L’indagine Eurobarometro diffusa oggi rileva che oltre la metà degli intervistati (56%) ritiene che lo sviluppo di “una maggiore capacità di energia rinnovabile possa aiutare l’Ue ad abbandonare i combustibili fossili”, mentre due intervistati su cinque indicano come necessarie misure di efficienza energetica. Il 32% vede anche l’energia nucleare come una potenziale soluzione. Per quanto riguarda le misure concrete adottate dai cittadini a seguito dell’aumento dei prezzi dell’energia, quasi un rispondente su tre (31%) ha ridotto il proprio consumo complessivo di energia elettrica, mentre più di uno su quattro (27%) ha iniziato a monitorare più da vicino il proprio consumo di energia o ha ridotto il proprio uso di riscaldamento o raffrescamento (26%). L’elenco delle misure è completato adeguando il consumo di energia ai diversi momenti della giornata per beneficiare di prezzi più bassi (20%), investendo in apparecchi più efficienti dal punto di vista energetico (16%), confrontando o modificando il proprio fornitore o contratto di energia (14%) e installando o prendendo in considerazione l’installazione di soluzioni di energia rinnovabile (14%).

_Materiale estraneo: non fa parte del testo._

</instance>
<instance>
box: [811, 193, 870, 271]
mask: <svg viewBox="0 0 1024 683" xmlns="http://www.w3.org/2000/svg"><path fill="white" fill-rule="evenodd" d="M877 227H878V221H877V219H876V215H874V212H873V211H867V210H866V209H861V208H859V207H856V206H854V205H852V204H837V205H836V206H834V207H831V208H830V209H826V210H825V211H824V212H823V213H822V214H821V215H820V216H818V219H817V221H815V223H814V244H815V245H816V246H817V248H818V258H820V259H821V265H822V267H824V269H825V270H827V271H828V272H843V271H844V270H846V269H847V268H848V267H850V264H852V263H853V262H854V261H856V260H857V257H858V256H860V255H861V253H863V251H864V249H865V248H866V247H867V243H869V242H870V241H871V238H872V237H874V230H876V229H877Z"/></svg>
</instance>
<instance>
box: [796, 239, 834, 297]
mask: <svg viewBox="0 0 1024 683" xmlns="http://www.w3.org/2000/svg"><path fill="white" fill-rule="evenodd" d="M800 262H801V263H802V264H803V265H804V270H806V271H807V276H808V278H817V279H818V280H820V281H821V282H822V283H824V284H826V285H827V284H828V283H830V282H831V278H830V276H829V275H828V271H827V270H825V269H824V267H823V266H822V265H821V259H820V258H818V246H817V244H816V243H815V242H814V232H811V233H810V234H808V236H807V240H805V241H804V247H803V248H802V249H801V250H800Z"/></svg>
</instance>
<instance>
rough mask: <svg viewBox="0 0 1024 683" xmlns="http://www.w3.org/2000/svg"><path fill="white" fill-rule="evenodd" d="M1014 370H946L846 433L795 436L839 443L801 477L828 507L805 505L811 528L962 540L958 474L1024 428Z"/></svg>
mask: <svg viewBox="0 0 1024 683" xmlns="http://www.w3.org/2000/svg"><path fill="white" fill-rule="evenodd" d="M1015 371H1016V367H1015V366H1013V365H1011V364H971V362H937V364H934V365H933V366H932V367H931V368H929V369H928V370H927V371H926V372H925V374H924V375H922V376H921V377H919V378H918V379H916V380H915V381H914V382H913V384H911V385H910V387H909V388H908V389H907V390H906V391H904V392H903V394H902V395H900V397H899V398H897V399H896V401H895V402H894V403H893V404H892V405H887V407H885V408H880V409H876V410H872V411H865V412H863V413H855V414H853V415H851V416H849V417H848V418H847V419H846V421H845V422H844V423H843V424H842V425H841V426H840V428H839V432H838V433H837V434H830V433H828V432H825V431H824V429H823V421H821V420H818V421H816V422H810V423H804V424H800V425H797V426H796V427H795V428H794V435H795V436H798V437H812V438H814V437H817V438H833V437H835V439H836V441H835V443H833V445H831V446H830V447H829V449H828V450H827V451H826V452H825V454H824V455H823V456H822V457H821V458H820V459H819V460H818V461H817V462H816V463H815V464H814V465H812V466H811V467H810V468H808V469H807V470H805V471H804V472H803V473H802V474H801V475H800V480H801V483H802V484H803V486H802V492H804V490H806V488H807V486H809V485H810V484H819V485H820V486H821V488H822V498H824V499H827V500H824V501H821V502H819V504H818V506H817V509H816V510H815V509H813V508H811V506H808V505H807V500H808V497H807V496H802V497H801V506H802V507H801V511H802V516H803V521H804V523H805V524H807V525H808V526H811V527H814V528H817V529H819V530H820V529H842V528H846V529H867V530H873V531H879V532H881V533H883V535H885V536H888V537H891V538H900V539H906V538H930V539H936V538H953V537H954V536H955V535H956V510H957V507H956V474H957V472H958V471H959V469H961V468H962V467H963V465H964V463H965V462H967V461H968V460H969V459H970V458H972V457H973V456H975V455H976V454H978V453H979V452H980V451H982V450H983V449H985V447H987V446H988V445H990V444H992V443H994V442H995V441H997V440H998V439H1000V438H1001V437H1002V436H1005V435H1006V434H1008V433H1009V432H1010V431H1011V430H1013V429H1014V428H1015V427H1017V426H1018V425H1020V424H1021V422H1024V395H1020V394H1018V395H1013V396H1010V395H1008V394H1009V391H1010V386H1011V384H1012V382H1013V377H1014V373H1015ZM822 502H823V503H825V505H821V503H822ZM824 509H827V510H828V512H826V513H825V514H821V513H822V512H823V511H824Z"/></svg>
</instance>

Sono diversi i temi su cui Eurobarometro ha interrogato il campione di cittadini Ue. Ad esempio, dall’ultimo sondaggio, pubblicato oggi, emerge che due terzi degli europei (66%) utilizzano i social media ogni giorno per ottenere informazioni su temi di attualità o di politica. In tale contesto, “gli europei indicano come priorità assolute contrastare le informazioni false o fuorvianti sanzioni più severe per i contenuti online illegali (44%) e norme più rigorose per le piattaforme (40%), seguite da un’etichettatura chiara dei contenuti generati o manipolati dall’Ia (38%), da una soglia di età minima per l’accesso ai social media (37%) e da maggiori investimenti nell’alfabetizzazione mediatica e nella verifica indipendente dei fatti (29%)”.

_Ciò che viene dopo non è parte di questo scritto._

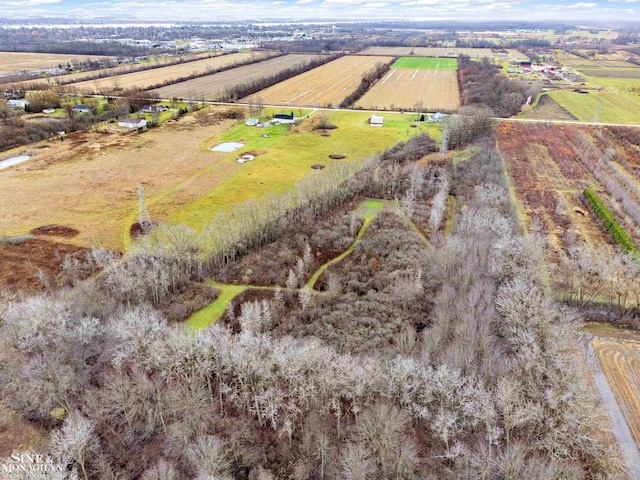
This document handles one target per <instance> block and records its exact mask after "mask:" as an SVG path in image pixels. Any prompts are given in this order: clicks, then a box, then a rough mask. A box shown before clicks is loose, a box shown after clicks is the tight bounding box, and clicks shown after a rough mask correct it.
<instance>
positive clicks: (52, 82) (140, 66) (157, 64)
mask: <svg viewBox="0 0 640 480" xmlns="http://www.w3.org/2000/svg"><path fill="white" fill-rule="evenodd" d="M232 53H236V52H221V53H214V52H208V54H207V55H206V56H205V55H181V56H179V57H166V58H163V60H162V62H160V61H156V62H152V61H149V62H147V63H140V64H134V65H129V64H127V65H118V66H115V67H110V68H99V69H96V70H89V71H86V72H79V73H69V74H66V75H55V76H52V77H40V78H35V79H30V80H25V81H21V82H12V83H11V84H10V85H9V87H10V88H12V89H19V90H46V89H48V88H50V87H51V86H57V85H69V84H71V83H78V82H88V81H91V80H99V79H102V78H110V77H115V76H116V75H126V74H128V73H137V72H144V71H147V70H155V69H156V68H163V67H172V66H175V65H183V64H187V63H192V62H197V61H202V60H207V59H210V58H214V57H215V58H219V57H224V56H225V55H230V54H232ZM0 83H2V79H1V78H0Z"/></svg>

D’altro canto “gli europei si sentono anche attaccati agli elementi chiave della democrazia”. Secondo i risultati del nuovo sondaggio, la libertà di parola e di espressione (34%), elezioni libere ed eque (32%) e il rispetto dello Stato di diritto e dei diritti fondamentali (31%) sono i principali elementi europei di una società democratica. “Tra i pilastri fondamentali figurano anche la lotta alla corruzione (28%), la trasparenza e la responsabilità dei leader politici insieme a un sistema giudiziario indipendente (26%) e la partecipazione dei cittadini al dibattito pubblico e al processo decisionale (22%)”. Una maggioranza degli europei (68%) concorda sul fatto che l’Ue “dovrebbe rafforzare la sua capacità di difendersi autonomamente da potenziali minacce esterne”.